Becker & Poliakoff

“New Law Requires Dissemination of Documents” – News-Press

“New Law Requires Dissemination of Documents” – News-Press

Q: I recently bought a house and became a new member of a homeowners’ association. The association did not give me or my realtor a copy of the association’s rules and covenants before my purchase. Can you explain the new law on this that I was told recently passed? (J.D., via e‑mail)

A: Amendments to Section 720.303 of the Florida Homeowners’ Association Act, which take effect on July 1, 2024, require homeowners’ associations to provide physical or digital copy of the association’s rules and covenants to every member between July 1, 2024, and September 30, 2024. Starting July 1, 2024, a physical or digital copy of these rules and covenants must also be given to every new member. Additionally, whenever the association’s rules or covenants are amended, an updated copy must be provided to all members. The amendment does not address prospective purchasers.

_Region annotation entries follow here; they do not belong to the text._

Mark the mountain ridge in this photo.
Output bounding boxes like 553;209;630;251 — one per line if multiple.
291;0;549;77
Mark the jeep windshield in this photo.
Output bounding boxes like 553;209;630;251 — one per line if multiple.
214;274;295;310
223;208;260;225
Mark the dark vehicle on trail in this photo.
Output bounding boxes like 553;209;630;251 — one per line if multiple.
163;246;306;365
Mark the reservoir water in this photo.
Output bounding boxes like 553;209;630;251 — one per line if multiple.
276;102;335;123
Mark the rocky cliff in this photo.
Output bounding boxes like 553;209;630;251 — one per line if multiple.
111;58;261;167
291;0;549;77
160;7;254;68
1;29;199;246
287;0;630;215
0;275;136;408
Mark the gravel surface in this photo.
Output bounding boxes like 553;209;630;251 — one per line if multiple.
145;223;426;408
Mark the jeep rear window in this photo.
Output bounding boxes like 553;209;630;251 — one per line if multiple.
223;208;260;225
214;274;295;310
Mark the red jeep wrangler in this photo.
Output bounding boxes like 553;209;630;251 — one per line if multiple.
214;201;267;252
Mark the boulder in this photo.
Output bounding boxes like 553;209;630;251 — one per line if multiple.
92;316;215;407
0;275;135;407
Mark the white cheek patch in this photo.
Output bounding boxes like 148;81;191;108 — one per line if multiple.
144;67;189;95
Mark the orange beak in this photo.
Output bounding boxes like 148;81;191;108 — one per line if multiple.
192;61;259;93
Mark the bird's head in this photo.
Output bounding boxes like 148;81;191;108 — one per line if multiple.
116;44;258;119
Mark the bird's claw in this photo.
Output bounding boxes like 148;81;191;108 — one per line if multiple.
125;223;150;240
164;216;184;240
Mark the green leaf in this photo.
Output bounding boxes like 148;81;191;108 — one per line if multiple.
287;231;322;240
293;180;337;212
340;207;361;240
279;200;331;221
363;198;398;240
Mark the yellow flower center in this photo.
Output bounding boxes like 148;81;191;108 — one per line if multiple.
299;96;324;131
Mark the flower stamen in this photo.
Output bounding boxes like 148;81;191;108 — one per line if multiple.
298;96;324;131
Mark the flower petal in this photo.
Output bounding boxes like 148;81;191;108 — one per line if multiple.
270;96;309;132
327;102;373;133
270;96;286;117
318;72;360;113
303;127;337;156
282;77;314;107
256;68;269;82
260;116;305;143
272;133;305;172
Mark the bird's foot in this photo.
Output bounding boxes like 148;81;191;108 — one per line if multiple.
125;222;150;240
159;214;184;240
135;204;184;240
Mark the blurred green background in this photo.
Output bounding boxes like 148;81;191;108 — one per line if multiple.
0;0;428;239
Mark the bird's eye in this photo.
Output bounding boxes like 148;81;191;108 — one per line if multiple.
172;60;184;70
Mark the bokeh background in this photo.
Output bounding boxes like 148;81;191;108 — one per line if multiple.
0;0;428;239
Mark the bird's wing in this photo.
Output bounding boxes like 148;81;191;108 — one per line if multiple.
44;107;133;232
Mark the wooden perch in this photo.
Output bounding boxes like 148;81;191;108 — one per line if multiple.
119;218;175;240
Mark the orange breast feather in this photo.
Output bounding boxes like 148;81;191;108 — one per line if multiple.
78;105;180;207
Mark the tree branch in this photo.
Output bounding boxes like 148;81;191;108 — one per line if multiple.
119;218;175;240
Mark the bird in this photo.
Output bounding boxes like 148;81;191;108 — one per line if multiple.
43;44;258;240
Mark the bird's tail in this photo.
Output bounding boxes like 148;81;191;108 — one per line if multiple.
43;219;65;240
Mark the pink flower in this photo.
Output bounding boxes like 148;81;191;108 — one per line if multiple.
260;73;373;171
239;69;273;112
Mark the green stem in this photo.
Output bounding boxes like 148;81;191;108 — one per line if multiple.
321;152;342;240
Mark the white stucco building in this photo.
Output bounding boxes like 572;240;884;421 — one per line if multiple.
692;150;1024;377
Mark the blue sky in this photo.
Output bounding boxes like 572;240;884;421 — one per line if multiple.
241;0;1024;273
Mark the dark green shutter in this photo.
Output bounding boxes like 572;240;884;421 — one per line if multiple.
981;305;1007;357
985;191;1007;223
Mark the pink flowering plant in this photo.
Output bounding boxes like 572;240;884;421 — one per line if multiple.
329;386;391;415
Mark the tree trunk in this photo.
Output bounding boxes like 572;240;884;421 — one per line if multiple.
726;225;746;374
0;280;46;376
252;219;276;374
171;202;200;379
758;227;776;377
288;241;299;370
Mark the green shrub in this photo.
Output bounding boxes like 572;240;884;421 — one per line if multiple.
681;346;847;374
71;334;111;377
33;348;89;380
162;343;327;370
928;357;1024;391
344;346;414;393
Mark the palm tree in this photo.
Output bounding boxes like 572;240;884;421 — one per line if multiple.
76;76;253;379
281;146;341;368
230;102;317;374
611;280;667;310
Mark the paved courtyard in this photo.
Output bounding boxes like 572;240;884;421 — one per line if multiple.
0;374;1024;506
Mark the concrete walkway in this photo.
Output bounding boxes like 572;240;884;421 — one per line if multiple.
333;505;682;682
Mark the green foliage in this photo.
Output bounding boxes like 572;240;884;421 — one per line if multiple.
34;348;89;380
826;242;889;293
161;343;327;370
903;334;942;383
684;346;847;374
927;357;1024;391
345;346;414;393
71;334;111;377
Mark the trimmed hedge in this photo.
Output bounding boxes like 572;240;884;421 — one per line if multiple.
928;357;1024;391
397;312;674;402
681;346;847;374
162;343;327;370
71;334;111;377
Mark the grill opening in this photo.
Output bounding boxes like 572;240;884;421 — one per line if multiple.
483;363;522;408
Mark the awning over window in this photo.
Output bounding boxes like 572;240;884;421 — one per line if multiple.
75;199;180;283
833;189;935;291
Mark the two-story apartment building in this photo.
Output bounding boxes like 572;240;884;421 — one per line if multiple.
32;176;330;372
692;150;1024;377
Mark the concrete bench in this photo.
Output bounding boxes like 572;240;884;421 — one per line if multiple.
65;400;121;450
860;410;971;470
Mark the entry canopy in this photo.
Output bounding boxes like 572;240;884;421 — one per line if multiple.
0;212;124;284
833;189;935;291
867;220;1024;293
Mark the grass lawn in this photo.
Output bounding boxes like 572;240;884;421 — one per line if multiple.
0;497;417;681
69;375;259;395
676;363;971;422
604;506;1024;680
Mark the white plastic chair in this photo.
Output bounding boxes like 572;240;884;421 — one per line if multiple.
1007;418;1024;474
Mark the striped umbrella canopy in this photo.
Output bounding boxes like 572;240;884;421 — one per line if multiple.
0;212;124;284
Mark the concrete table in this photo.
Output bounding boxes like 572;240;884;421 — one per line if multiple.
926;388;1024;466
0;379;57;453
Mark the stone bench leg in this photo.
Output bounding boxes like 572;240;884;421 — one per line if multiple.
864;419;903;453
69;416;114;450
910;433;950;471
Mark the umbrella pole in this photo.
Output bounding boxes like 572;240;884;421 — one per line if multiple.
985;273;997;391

If the association has a website, the new law allows the association to post a complete copy of the rules and covenants, or a direct link to them, on the homepage. However, this is only permitted if the website is accessible to members and the association sends notice of its intent to follow this approach. The notice must be sent by mail to the address listed in the association’s official records or by e-mail if members have consented to receive notices electronically and their e-mail addresses are on file.

Q: Can you explain the recent law changes we heard about regarding debit cards. Our HOA had a debit card we used very little, but are told that having it is now illegal. Is that correct? (P.M., via e-mail)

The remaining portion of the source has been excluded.